From the Department of Veterans Affairs managing health records, to the IRS processing returns, to the State Department issuing passports, software powers nearly every function of the federal government. And buying it, known as government software procurement, is a big and important business.
Much of the software the government buys is the same or similar to what’s used by private companies. The largest software vendors to the government include Microsoft, Adobe, Oracle, Salesforce, and ServiceNow. Overall, the federal government spends around $20 billion per year on software, making it the largest software customer anywhere in the world.
Right now, each federal agency negotiates its own software contracts as if they have little or no relation to other parts of the federal governments.
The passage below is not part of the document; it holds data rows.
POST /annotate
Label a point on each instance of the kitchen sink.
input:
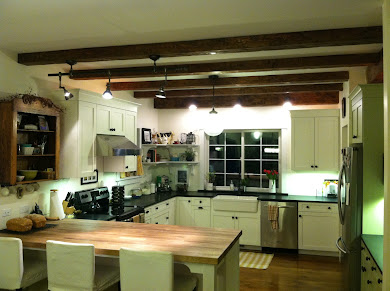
(235, 203)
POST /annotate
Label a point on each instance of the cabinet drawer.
(318, 207)
(201, 202)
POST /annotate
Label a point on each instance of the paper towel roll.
(55, 205)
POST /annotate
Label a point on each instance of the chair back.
(70, 266)
(145, 270)
(11, 263)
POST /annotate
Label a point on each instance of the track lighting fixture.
(107, 94)
(67, 94)
(214, 126)
(161, 92)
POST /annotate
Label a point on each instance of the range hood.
(115, 145)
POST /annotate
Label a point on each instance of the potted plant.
(210, 179)
(189, 155)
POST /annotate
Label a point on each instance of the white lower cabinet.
(318, 226)
(248, 223)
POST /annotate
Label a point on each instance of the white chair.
(71, 267)
(16, 272)
(151, 271)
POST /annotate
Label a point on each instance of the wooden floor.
(293, 272)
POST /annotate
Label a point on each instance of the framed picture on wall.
(146, 135)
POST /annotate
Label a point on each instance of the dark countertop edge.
(374, 244)
(149, 200)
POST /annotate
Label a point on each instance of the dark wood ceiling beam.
(334, 61)
(278, 41)
(374, 72)
(328, 77)
(243, 91)
(311, 98)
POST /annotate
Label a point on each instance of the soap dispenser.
(231, 185)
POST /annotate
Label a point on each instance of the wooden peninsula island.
(212, 253)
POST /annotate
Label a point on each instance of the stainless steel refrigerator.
(350, 201)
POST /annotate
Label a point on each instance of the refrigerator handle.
(342, 169)
(338, 246)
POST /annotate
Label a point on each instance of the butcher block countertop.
(188, 244)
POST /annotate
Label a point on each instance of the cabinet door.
(302, 143)
(87, 134)
(131, 134)
(357, 122)
(250, 227)
(117, 121)
(103, 124)
(224, 220)
(326, 144)
(185, 215)
(317, 231)
(201, 216)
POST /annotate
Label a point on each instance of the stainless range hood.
(115, 145)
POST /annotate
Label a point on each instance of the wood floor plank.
(293, 272)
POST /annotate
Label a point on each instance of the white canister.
(152, 188)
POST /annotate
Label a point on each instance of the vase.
(272, 186)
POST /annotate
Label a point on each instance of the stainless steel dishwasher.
(286, 234)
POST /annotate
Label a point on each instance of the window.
(234, 155)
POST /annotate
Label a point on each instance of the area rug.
(255, 260)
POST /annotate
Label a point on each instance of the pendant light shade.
(214, 125)
(107, 94)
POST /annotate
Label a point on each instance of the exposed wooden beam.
(374, 72)
(328, 77)
(312, 98)
(232, 67)
(243, 91)
(278, 41)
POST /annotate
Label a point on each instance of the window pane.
(219, 139)
(252, 137)
(252, 152)
(233, 166)
(219, 180)
(252, 167)
(233, 152)
(270, 152)
(270, 165)
(235, 178)
(216, 166)
(233, 138)
(270, 138)
(217, 152)
(254, 180)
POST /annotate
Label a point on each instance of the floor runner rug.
(255, 260)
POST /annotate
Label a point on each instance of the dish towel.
(273, 216)
(140, 169)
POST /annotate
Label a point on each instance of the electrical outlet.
(6, 212)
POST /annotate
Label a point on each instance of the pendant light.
(214, 126)
(107, 94)
(161, 92)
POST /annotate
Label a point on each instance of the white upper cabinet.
(111, 120)
(315, 140)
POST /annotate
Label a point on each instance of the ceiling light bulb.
(161, 93)
(287, 105)
(107, 94)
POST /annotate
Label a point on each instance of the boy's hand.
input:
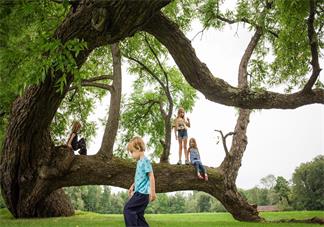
(153, 196)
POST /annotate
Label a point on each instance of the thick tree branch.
(215, 89)
(119, 172)
(224, 139)
(103, 77)
(158, 61)
(313, 42)
(147, 69)
(85, 83)
(245, 20)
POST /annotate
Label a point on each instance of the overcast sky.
(278, 140)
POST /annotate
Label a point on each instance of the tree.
(45, 68)
(282, 189)
(308, 188)
(269, 181)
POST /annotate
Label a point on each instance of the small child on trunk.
(196, 161)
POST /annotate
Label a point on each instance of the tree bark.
(28, 153)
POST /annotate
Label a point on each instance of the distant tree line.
(304, 192)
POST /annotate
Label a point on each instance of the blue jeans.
(199, 166)
(183, 134)
(134, 210)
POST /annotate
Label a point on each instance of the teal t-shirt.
(142, 180)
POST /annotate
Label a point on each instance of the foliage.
(141, 113)
(79, 103)
(29, 52)
(308, 185)
(283, 54)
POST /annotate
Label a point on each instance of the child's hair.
(194, 142)
(181, 109)
(76, 126)
(136, 143)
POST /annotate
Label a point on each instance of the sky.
(278, 140)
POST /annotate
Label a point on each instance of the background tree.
(282, 189)
(308, 188)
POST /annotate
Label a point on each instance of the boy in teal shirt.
(142, 191)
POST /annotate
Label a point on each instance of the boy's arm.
(175, 130)
(130, 190)
(152, 186)
(188, 122)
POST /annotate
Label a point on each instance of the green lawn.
(156, 220)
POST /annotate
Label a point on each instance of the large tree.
(33, 169)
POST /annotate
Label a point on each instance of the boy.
(143, 187)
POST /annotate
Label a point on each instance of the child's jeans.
(199, 167)
(134, 210)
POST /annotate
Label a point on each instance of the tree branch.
(147, 69)
(109, 136)
(313, 42)
(103, 77)
(242, 75)
(224, 139)
(216, 89)
(92, 84)
(245, 20)
(158, 61)
(119, 172)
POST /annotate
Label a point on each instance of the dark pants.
(134, 210)
(199, 167)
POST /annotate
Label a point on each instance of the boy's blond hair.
(136, 143)
(76, 126)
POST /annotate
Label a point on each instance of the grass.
(157, 220)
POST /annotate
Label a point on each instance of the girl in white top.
(181, 125)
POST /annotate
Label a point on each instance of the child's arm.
(175, 129)
(188, 122)
(152, 186)
(130, 190)
(70, 140)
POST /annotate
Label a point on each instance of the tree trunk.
(30, 163)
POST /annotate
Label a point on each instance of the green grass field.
(157, 220)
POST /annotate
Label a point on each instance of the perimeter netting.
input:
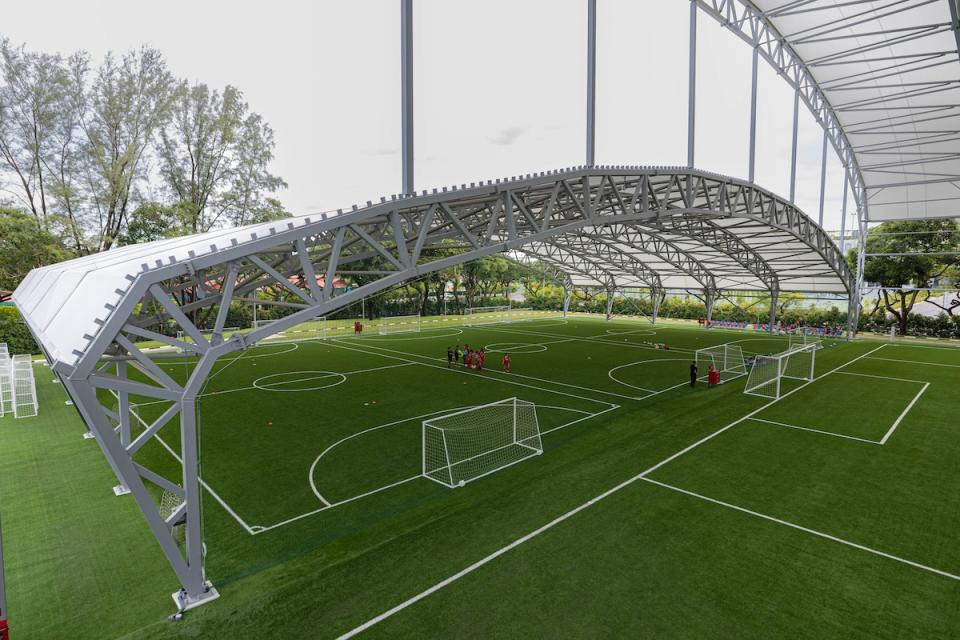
(726, 358)
(24, 387)
(768, 371)
(466, 445)
(6, 380)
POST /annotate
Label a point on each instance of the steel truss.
(612, 227)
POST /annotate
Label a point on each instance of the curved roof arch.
(744, 236)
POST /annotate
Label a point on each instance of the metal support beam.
(406, 94)
(823, 176)
(692, 85)
(793, 147)
(709, 299)
(751, 172)
(591, 80)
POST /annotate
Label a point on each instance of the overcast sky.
(499, 87)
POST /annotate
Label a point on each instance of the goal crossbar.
(399, 324)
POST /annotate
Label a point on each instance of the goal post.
(399, 324)
(726, 358)
(466, 445)
(473, 316)
(768, 371)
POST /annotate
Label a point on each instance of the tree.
(125, 106)
(33, 101)
(24, 246)
(155, 221)
(214, 156)
(928, 245)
That means dozens of different contracts for the same product, each with different prices and terms. But the current system causes a few significant issues:
- Lack of Data: No one in government can answer simple questions like: How many software licenses do we own? What software do we actually use? What did we pay per license? While the vendors selling the software know these answers, the government does not.
- Incumbent Advantage: Agencies default to the same vendors over and over, often because individual government departments don’t have the time or incentive to ensure they’re not wasting money on software. Procurements labeled as “competitive” are often written in ways that guarantee the incumbent wins.
- Price Disparities: The cost of Microsoft Office 365, for example, can vary by $200 per license between agencies. That would be like two neighbors paying wildly different monthly bills for the same internet package. Yet, we allow such uneven pricing throughout the federal government.
These flaws aren’t just bureaucratic details. They cost real money. Michael Garland’s new report released by NetChoice, Defeating Vendor Lock-in and Gaining Buying Power, finds that the government could save at least $3 billion every year by restoring genuine competition over government software contracts. That’s money that could reduce the deficit or be redirected to vital public services.
Garland’s solution in the report is not complicated: treat software buying like the strategic enterprise function it is. The report recommends creating a centralized authority — the SAVE initiative (Software Accountability, Value, and Efficiency) to:
- Build a unified database of licenses, usage, and pricing.
- Employ dedicated supplier managers for top vendors.
- Standardize contracts and demand interoperability.
- Restore authentic competition to drive down prices.
How the government buys software touches every aspect of how our government works, but it remains an underreported issue. The way Washington buys software today is fragmented, opaque and biased toward incumbents. With reforms, it could be competitive, efficient, and accountable.
Getting software procurement right isn’t just about technology and contracts, it’s about good government.